As the speed of a become twice then the time take to cover the distance is (x+4)/2.
And a will take 1 hr less than b.

So the simle liner equ. relating the term is,

A’s time = (x+4)/2
B’s time = x

so, (x+4)/2 = x-1

we get x=6;

so speed of b is 30/6 = 5 kmph

and speed of a is 30/(6-1)= 6kmph;

• hiral says:

TIME TAKEN BY A & B = X+4 AND X
SO SPEED OF A AND B = X & X+4
NOW IF A DOUBLES SPEED….2X
EQATION WILL BE…2X-X+4=1(HOUR)

SO X=3

6. ramesh says:

1.walking at 6/7th of the usual speed a man is 25 minutes late his usual time is?
2.A train 360m long is running at 40km/h in how much time will it pass a platform 140m long?
3.A is twice as faster as B and B is trice as faster as C is the journey covered by c in 54 min will be covered by A in?

7. srikanth says:

if a man travels 3kmph more than his regular speed he will reach his destiny 1hr earlier,and if he travels 3kmph less than regular speed he will 2hrs late. what is the distance between source and destiny?

8. Jaiswal says:

A man is going to a wedding party. He travels for 2 hours when his vehicle gets a flat tyre. Changing tyres takes 10mins. The rest of the journey he travels at 30 miles/hr. He reaches 30mins behind schedule. He thinks to himself that if that if the flat tyre had occurred 30 miles later, he would have been only 15 mins late.
Find the total distance traveled by the man.

9. narenderreddy says:

9. A car travels from B at a speed of 20 km/hr. The bus travel starts from A at a time of 6 A.M. There is a bus for every half an hour interval.
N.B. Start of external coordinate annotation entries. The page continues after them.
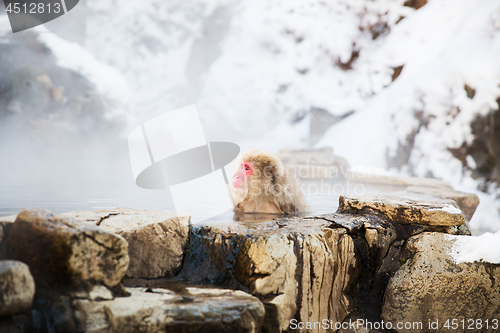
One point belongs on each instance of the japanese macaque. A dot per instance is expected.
(261, 184)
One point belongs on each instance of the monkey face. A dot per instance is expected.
(244, 172)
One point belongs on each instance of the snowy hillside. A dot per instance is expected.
(256, 68)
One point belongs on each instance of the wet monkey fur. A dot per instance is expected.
(261, 184)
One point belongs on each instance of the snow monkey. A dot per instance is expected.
(261, 184)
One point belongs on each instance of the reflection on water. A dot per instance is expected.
(91, 185)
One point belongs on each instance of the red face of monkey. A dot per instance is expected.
(245, 171)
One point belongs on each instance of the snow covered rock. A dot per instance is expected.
(61, 252)
(467, 202)
(314, 163)
(431, 287)
(414, 210)
(299, 268)
(156, 239)
(17, 287)
(5, 224)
The car starts at 12 noon. Each bus travels at a speed of 25 km/hr. Distance between A and B is 100 km. During its journey , The number of buses that the car encounter is ?

10. Priya says:

Ajay walks from A to B at 10 km/hr and back to A at 8 km/hr.The total time taken for the onward and return journey is 4 1/2 hours.what is the total distance covered by him during the entire journey?

11. dhana says:

there are 45 students in a class, abi is taking 14th rank from last, then wat is the rank of abi from first

12. anurag says:

in a 500m race,A beats B by 40m.In a 1000m race race,B beats C by 40 m.If A beats C by 14.6 seconds in a 500m race,find the time taken by B to run 2.4 km.

13. anurag says:

A had covered 2/3rd of a certain distance when his car had a breakdown.he parked it and covered the remaining distance on foot.his time of travel on foot was 18 times his time of travel on car.how many times was his walking speed with respect to his car’s speed?

14. akash luthra says:

Buses start from a bus terminal
with a speed of 20 km/hr at
intervals of 10 minutes. What is
the speed of a man coming from
the opposite direction towards the
bus terminal if he meets the buses
at intervals of 8 minutes?
give ne explanation…

15. janu says:

A train runs first half of the distance at 40 km/hr and the remaining half at 60 km/hr. What is the
average speed for the entire journey?

16. twinkle says:

DOUBT-
a man starts from B to K,another man from K to B at the same time.after passing each other they complete their journey in 3 1/3 and 4 4/5 hours respectively.find the speed of second man if the speed of the first is 12 km/hr ??